Oktoberfest episode number 30. Getting promoted.
Where do you want to go? Is it from the first team to the more senior team? Is it from kindergarten to primary school? Is it from general manager to CEO full? Is it from being single to being in a relationship? The process for moving up the ladder is identical no matter what field of work you are in.
If it isn’t easy where you are it is going to be a bloody site harder where you want to go if it is up. If you are struggling domestically or personally with not taking things personally, keeping your daily routine, if you are making excuses as to why you are not getting things done, if you are blaming anybody for your current state of stress, then it is going to multiply times two when you get, if you get, where you want to go.
When my dad used to walk in the front door and we would say how was work today? He would reply with either fantastic I sold a car or terrible I had to spend money repairing a car. The fortunes of my father fluctuated with the number of cars he sold and as the number of cars he sold determined whether we could afford red meat or sausages for dinner, this became his mantra. And so my father’s business never went to the next level. The business ran him not, he ran the business.
Every now and again my dad would employ somebody at his car yard. He would employ a mechanic or a sales person to try and elevate him self above the day to day grind of being a car salesman, mechanic, car cleaner, Accountant, financier, father, partner and etc. Those employment never lasted long mainly because my father never changed the metric that drove his life. If they were selling cars and he was happy the employee was welcome. If they weren’t selling cars and my dad was unhappy and therefore in a state of self preservation, nothing that employee could do would be right. I always felt sorry for these people who were employed by my dad.
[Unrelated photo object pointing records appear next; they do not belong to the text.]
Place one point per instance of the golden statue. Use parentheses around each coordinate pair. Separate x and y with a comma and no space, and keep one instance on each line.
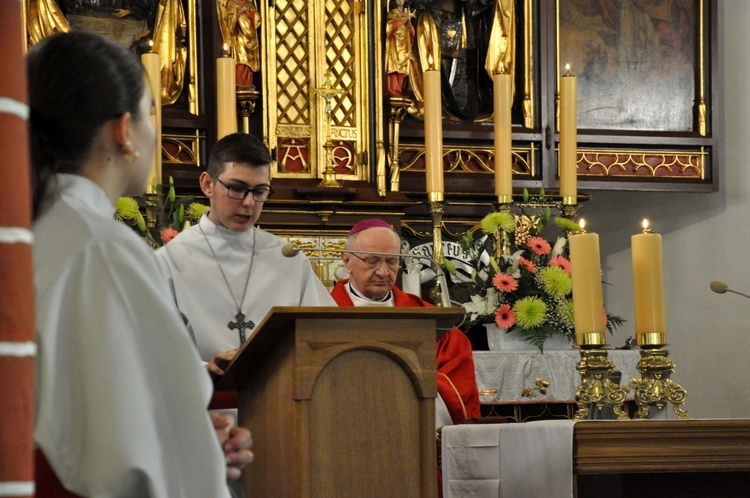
(502,45)
(399,37)
(44,18)
(239,21)
(170,30)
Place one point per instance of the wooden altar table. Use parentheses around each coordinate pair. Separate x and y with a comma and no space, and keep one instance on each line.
(612,458)
(502,377)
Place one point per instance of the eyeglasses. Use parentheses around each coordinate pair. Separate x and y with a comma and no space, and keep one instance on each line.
(239,193)
(373,262)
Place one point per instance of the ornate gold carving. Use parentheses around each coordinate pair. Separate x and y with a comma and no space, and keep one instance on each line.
(642,163)
(468,159)
(655,388)
(596,388)
(304,41)
(181,149)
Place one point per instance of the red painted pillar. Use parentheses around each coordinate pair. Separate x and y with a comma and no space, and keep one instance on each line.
(17,346)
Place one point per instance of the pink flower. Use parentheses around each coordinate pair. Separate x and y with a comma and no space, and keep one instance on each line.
(527,264)
(538,245)
(562,262)
(505,317)
(504,282)
(168,234)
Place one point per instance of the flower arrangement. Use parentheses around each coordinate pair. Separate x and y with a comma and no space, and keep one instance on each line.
(168,215)
(518,280)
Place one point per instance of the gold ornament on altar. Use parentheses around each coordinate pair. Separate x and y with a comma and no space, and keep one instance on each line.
(328,92)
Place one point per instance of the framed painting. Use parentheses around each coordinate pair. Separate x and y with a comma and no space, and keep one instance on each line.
(640,63)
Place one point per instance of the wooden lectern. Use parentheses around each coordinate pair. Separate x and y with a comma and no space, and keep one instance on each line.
(341,401)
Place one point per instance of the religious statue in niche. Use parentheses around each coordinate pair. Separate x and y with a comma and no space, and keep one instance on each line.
(132,23)
(399,38)
(239,21)
(470,38)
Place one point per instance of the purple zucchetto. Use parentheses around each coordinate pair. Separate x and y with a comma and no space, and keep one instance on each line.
(369,223)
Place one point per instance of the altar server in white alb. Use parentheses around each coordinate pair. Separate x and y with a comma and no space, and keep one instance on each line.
(120,394)
(225,272)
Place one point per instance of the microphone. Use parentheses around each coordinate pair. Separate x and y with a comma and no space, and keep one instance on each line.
(721,288)
(290,250)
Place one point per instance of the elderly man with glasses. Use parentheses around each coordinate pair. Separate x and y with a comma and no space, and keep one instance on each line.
(373,265)
(225,272)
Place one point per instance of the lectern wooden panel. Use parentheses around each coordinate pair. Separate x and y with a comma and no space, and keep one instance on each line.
(340,401)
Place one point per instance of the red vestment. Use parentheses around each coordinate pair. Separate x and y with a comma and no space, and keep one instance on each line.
(456,379)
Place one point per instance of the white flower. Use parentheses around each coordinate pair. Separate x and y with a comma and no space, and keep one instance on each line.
(482,305)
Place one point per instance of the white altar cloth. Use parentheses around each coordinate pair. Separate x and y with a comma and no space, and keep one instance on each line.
(529,460)
(502,375)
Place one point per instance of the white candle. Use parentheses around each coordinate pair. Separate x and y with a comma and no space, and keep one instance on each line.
(226,95)
(503,138)
(152,66)
(567,155)
(588,304)
(433,132)
(648,285)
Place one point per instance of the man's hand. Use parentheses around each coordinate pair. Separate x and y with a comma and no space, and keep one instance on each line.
(220,362)
(236,443)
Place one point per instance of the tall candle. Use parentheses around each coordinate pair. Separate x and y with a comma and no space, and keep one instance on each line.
(226,95)
(503,138)
(648,285)
(152,66)
(567,155)
(588,305)
(433,132)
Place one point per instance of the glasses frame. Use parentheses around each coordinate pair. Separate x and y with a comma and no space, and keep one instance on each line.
(254,190)
(380,260)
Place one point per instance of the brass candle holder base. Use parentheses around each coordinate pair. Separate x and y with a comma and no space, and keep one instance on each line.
(152,207)
(437,209)
(596,387)
(655,388)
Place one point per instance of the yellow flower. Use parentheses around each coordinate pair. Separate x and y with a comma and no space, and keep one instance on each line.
(555,281)
(530,312)
(126,208)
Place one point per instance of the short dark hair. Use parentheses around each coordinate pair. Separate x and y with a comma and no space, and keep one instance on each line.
(237,148)
(77,82)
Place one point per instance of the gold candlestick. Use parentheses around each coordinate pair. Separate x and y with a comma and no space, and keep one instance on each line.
(655,388)
(328,92)
(436,211)
(596,386)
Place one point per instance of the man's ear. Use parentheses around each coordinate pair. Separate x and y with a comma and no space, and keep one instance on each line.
(346,259)
(207,184)
(121,133)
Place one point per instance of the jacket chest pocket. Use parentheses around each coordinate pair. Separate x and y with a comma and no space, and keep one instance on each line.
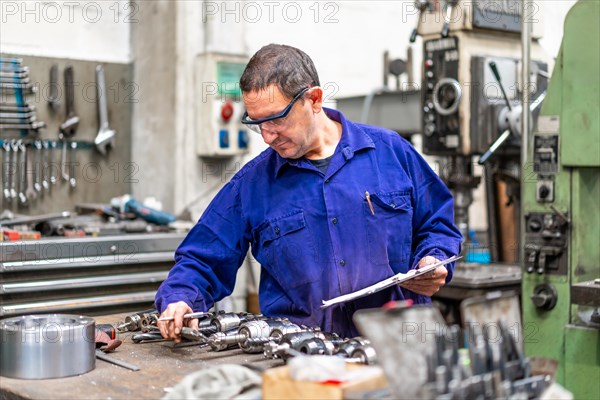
(389,229)
(285,248)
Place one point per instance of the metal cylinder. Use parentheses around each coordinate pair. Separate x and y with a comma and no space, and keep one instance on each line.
(47,346)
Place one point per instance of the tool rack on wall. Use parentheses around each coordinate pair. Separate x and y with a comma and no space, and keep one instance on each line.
(33,109)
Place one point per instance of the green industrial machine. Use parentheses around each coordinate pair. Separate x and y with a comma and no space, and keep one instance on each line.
(561,211)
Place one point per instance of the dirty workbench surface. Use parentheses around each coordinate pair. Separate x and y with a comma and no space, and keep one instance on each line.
(161,366)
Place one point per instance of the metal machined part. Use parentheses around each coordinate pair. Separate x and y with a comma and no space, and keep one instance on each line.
(447,95)
(220,341)
(346,348)
(317,346)
(364,354)
(225,322)
(278,332)
(289,341)
(47,346)
(193,335)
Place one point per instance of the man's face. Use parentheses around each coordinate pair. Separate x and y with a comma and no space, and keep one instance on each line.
(292,136)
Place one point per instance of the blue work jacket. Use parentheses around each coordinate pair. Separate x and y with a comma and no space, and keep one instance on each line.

When you say to yourself you do not like your current job and would like to seek another job it is wise to go through a checklist before you decide whether this is a parallel move to another firm with the same stuff or whether you are aspiring to more money for a bigger job in a different firm all the same. The checklist would come down to this;
How am I coping with my family life, my daily disciplines of mind and body control, am I struggling with an addiction of any sort, and what am I prepared to give up that makes me comfortable in order to take on a higher job. Remember, unless you work for the government or a company like Telstra, you are always going to be in a commercially competitive environment where somebody wants your job and somebody who employs you wants you to perform or buzz off. The higher you go the more likely somebody is going to put their thumb on your head and say do it or buzz off.
Let’s talk now from the point of view of Innerwealth. When you do the 30 day program which I hope I by now you’ve done twice a year for every year you are coached, you will know that there are daily routines such as the power hour which are essential to remaining in control and growing.
When the going gets tough everybody put in and does their daily routine. They feel stressed and therefore are looking for anti-stress behaviour. They get up in the morning early and do the hair in Wells prep, arrive at work inspired with a good breakfast, sit down to their desk and do their vision inspiration and purpose exercises before starting work on a busy stressful day. What they find is that the stress usually goes away and thank goodness they did the 30 day challenge. Phew.
A few weeks later when the stress pressure has subsided, and everything has reverted to comfort, I ask some people how the Innerwealth daily routine is going and the answer will be pretty much sporadic and I do it when I feel like it.
And so the ambition of this person was comfort. As soon as they achieve comfort the need for uncomfortable daily routines that interrupt their comfort becomes hard to fathom and they drop it. There are a group of people who don’t do that.
When the vision is strong enough the how looks after itself. If the vision is ultimately comfort with more pay then the individual will lose the motive to do the daily routine during comfortable times.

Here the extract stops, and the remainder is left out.